ALA Presidential Candidate Interview: Christine Lind Hage [Series]

Editor’s Note: In order to learn more about the candidates for President of the American Library Association, HLS asked the candidates a few questions about topics relevant to students and early career librarians. Read on to hear what they have to say!

Christine Lind Hage has been a full-time public librarian for 45 years and has been responsible for five major library construction projects. Recognized as Michigan’s Librarian of the Year in 1997 she has published and presented widely on various public library subjects both nationally and internationally.

Christine has been a frequent contributor to PUBLIB and is the author of THE PUBLIC LIBRARY START-UP GUIDE published in 2004 by ALA. Within ALA Christine is a past president of the Public Library Association and is the past president of United for Libraries. She also served as an ALA Councilor for 12 years, and Chair of the Office of Information Technology’s America’s Libraries for the 21st Century Committee.

She knew she would be a librarian since she was 8 years old and has never worked anywhere but a library. She is currently the director of the Rochester Hills (MI) Public Library.

1. In your opinion, what is the greatest challenge that LIS students face? How would you encourage/implement solutions to this problem as president of ALA?

I understand that students are interested in getting a job. I urge students to take advantage of internships in different kinds of libraries, to volunteer or to get part-time jobs in libraries. The exposure and experience will help clearly identify the type of library work you will make you the happiest.

These experiences will also allow you to make yourself known to potential employers.  Networking is essential to get yourself known.  Maintain contact with your fellow students and build your own network.  Get involved in local state and national library associations. Network in any way you can.

One of the first jobs the President-Elect of ALA needs to tackle is the committee appointment process.  We offer intern opportunities on all ALA committees. These positions are for ALA members who have never served on and ALA committee so this is a perfect way for people new to the profession to get involved.  If you go to the ALA website you can learn about volunteer opportunities. I promise to appoint new people to each committee.

There is even an opportunity for you to get involved on the international level next year when IFLA will be in Columbus, OH.  IFLA only comes to the US about every 10 years.  You should consider volunteering because volunteers are admitted to the conference free!  The IFLA Volunteer Website is at  go.osu.edu/iflavolunteer.

2. According to the ALA Searchable Database of Accredited Library and Information Science programs, there are 59 ALA accredited programs in the US, Canada and Puerto Rico.

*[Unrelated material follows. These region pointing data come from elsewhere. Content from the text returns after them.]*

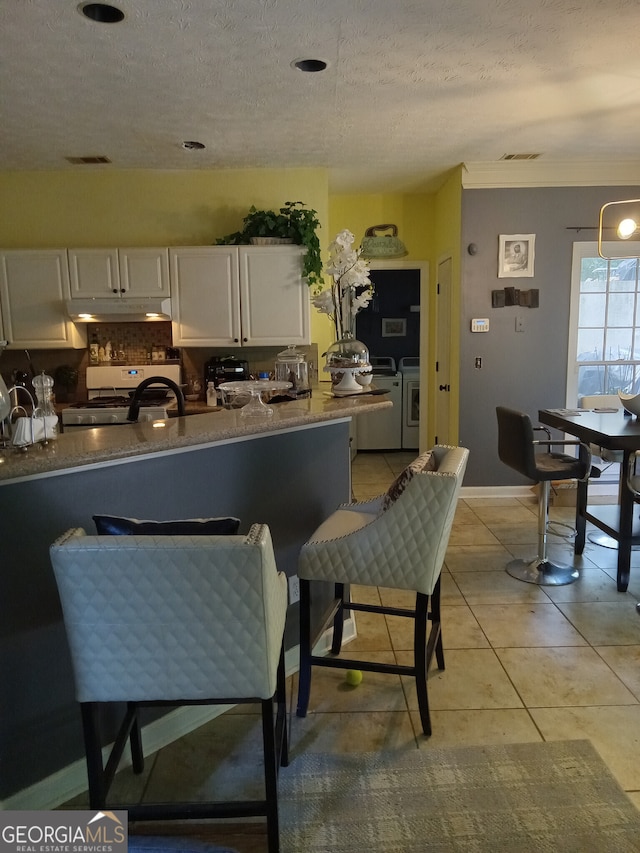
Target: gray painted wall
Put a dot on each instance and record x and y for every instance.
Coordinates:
(525, 370)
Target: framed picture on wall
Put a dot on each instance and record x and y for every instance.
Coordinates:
(394, 327)
(516, 255)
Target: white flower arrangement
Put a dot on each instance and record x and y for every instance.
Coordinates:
(352, 288)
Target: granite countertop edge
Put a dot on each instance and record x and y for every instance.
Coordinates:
(79, 448)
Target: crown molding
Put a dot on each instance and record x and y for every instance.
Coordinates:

What, in your opinion, is the value of ALA accreditation? What changes, if any, do you think should be made to the accreditation process? How will you work with ALISE (The Association For Library and Information Science Education) to revise the accreditation process?

Although I’ve taught the graduate level public library class at Wayne State University and of course have my MLS degree, I can’t say I have great insight to the accreditation process. I know that the ALA Accreditation Committee conducts a thorough investigation and study of library schools and that the schools seriously prepare for the accreditation visit.  I am comfortable relying on the Accreditation Committee’s recommendation.

3. What’s your take on the shift at some programs away from the word ‘library’ as an identifier? What does the change from ‘library’ to ‘information science’ signify?

My alma mater, the University of Michigan, was a library school, but has since changed its name to the School of Information.  Although I love the word “library” the change in focus doesn’t bother me.  Today we need library workers with a variety of different skills.  Libraries need people who can evaluate, organize and deliver information to our patrons in a variety of formats.  I have been impressed with the varied skill sets that recent graduates bring to their first job.

4. Other than joining ALA and getting involved, what advice do you have for new professionals entering the field of library and information science?

Network, network, network.  This is an exciting profession and we have people interested in every facet of the profession.  Talk to librarians and find out what they enjoy about their work and career.  Don’t limit yourself to one library.  Be open to new experiences. This is a constantly evolving profession with so many facets that no one need ever be bored.

5. Just for fun: what is the last book you read?

Catherine Anderson’s, A New Leaf, c. 2016

 

Thank you so much for talking with us Christine!

Readers, don’t forget to vote! Polls are open from March 15-April 22 and all ALA members are eligible to vote.